Wojciech Nagórski

What I have done in .NET world.

How I improved the YamlDotNet performance by 370%

The YamlDotNet is the most famous library to manage YAML format on .Net platform. This library is really stable and good solution. Many of my programs use this library, so I thought that this is prefect open source project that I can improve.

What can I do?

I’ve opened issues tab looking for issues with labels: “good first issue”, “help wanted” or “up-for-grabs”. However I couldn’t find them because this specific labels names are not used in this project.

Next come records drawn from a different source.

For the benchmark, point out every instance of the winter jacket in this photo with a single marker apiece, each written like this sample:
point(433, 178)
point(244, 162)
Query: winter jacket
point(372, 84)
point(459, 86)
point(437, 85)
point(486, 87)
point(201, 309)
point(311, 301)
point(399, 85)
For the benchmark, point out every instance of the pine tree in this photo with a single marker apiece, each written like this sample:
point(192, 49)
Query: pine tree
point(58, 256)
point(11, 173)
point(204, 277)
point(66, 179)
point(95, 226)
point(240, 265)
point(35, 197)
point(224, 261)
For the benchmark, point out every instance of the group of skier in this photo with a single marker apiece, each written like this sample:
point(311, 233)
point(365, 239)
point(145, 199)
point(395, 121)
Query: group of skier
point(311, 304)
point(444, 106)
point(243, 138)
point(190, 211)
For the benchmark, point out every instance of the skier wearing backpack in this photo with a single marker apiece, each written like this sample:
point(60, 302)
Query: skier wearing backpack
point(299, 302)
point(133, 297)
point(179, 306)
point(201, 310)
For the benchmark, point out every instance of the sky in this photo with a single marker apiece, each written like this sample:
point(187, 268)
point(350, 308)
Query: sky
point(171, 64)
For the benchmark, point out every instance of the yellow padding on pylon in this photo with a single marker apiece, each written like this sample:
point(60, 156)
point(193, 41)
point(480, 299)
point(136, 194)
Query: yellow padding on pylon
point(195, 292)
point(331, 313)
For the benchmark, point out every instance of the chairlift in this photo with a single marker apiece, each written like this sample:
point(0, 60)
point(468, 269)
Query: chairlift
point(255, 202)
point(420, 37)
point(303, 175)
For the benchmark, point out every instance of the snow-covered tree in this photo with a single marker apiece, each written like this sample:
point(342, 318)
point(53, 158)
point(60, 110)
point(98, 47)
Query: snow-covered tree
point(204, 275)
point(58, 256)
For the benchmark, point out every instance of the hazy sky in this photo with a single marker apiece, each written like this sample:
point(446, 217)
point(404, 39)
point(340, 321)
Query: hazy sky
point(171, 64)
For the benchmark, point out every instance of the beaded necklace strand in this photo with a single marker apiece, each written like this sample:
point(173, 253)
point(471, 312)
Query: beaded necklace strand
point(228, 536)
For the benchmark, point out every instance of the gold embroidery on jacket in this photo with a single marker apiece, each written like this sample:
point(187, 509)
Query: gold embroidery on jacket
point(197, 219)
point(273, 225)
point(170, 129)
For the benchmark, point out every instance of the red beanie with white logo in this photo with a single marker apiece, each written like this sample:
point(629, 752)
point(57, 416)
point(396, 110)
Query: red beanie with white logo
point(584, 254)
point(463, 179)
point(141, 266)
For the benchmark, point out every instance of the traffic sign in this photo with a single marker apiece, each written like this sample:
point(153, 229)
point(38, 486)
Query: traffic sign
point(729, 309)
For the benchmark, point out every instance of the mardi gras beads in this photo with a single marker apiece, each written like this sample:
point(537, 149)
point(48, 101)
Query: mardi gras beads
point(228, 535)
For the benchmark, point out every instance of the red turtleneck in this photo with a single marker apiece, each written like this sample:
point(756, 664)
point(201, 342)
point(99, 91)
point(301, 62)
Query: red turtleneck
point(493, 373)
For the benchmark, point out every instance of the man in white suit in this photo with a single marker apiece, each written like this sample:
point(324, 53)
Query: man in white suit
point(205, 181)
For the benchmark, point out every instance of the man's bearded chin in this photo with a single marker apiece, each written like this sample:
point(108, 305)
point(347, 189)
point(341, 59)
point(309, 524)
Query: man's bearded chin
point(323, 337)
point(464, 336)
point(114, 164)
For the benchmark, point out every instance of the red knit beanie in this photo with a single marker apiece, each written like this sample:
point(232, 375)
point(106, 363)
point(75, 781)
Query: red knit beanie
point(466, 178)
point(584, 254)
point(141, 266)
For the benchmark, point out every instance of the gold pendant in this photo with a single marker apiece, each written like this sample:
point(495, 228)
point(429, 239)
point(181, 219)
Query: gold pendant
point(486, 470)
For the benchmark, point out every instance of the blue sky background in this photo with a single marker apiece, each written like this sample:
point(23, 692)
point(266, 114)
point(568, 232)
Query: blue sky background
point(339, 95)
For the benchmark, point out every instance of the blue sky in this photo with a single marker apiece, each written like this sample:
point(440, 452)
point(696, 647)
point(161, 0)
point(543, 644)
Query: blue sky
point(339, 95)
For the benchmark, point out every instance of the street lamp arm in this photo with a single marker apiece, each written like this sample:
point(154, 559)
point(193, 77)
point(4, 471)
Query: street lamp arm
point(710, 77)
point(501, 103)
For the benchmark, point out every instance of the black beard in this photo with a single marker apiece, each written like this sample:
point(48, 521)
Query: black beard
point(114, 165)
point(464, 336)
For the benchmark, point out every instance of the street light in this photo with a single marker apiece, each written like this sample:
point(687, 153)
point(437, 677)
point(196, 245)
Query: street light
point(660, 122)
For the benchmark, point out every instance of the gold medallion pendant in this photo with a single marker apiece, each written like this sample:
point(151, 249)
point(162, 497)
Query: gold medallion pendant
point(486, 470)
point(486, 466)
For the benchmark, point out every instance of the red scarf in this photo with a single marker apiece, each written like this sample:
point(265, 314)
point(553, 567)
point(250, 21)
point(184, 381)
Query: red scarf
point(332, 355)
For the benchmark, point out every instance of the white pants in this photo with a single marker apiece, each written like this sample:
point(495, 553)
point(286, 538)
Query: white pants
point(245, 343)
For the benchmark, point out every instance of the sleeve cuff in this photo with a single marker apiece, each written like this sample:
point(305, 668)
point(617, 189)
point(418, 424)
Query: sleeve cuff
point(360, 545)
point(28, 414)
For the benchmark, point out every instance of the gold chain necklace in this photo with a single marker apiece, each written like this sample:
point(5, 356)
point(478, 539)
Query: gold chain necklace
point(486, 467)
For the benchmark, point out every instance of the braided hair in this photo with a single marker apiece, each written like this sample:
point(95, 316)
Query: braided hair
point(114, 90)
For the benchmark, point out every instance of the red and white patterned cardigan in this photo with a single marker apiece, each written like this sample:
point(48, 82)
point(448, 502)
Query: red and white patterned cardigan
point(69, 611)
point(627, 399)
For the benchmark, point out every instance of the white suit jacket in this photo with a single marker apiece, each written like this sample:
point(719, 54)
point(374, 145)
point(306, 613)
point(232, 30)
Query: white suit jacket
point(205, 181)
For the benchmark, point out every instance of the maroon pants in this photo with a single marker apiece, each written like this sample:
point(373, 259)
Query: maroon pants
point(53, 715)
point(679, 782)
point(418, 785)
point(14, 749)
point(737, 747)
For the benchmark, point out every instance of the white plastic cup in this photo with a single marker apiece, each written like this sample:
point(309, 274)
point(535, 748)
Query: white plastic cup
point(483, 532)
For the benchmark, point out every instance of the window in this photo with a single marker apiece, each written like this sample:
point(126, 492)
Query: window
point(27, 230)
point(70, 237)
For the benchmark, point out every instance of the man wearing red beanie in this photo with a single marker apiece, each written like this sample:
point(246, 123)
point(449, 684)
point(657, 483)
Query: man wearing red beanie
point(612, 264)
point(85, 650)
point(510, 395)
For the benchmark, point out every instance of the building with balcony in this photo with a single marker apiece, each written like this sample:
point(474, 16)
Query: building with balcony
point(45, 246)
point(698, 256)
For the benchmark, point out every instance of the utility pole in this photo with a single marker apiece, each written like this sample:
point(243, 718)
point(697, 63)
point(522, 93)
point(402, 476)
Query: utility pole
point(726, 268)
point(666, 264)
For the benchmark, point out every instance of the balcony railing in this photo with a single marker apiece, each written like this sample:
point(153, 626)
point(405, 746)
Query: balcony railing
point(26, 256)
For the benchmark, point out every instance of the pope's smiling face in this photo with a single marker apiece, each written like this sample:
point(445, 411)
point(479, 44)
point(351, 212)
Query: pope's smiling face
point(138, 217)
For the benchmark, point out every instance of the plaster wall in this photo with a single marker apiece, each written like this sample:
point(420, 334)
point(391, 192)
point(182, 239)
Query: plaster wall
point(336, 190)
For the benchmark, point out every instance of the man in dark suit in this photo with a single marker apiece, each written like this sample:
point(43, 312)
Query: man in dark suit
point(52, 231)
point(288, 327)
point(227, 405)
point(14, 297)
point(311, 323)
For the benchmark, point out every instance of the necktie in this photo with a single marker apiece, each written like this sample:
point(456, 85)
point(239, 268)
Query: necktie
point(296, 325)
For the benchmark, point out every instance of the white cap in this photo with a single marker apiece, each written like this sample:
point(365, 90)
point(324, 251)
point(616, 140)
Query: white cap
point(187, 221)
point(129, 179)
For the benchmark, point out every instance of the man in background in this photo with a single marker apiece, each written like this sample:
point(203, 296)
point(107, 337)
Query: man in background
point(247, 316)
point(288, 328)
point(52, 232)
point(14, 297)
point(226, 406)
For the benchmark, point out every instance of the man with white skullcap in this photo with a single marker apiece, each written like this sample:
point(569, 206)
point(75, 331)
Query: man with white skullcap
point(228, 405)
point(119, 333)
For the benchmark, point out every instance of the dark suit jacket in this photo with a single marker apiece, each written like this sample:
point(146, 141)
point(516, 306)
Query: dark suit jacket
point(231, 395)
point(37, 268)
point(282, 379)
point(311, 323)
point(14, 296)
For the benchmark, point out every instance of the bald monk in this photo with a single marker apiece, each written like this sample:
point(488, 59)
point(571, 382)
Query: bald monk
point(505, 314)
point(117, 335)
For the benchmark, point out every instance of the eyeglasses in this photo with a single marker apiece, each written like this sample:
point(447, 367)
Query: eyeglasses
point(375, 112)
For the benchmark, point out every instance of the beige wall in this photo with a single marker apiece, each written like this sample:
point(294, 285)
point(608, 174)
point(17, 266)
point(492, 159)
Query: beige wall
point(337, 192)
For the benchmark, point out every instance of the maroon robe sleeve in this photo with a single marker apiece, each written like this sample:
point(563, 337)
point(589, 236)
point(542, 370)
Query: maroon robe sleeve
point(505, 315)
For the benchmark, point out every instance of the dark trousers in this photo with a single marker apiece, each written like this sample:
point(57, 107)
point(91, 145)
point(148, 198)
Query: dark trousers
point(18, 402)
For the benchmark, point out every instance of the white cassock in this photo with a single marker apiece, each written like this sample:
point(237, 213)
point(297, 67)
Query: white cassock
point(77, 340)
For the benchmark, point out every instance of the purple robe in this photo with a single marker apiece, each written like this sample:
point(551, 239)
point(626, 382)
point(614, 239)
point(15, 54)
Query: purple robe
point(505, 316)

I thought that I could read the source code and maybe I find something interesting to improve. I have to admit that the source code of the library is really clean. I took a look at the performance tests and immediately realized that I want to improve them.

The YamlDotNet used to use Stopwatch to measure performance of benchmark tests. The main loop that run the tests looked like:

foreach(var test in tests)
{
    Console.Write("{0}\t{1}\t", adapterName, test.GetType().Name);

    var graph = test.Graph;

    // Warmup
    RunTest(serializer, graph);

    if(!Stopwatch.IsHighResolution)
    {
        Console.Error.WriteLine("Stopwatch is not high resolution!");
    }

    var timer = Stopwatch.StartNew();
    for (var i = 0; i < iterations; ++i)
    {
        RunTest(serializer, graph);
    }
    var duration = timer.Elapsed;
    Console.WriteLine("{0}", duration.TotalMilliseconds / iterations);
}

You can find original code here.

As you can see tests here are using StopWatch class to measure code performance. The better way to do it is to use [BenchmarkDotNet which is a powerful .NET library for benchmarking.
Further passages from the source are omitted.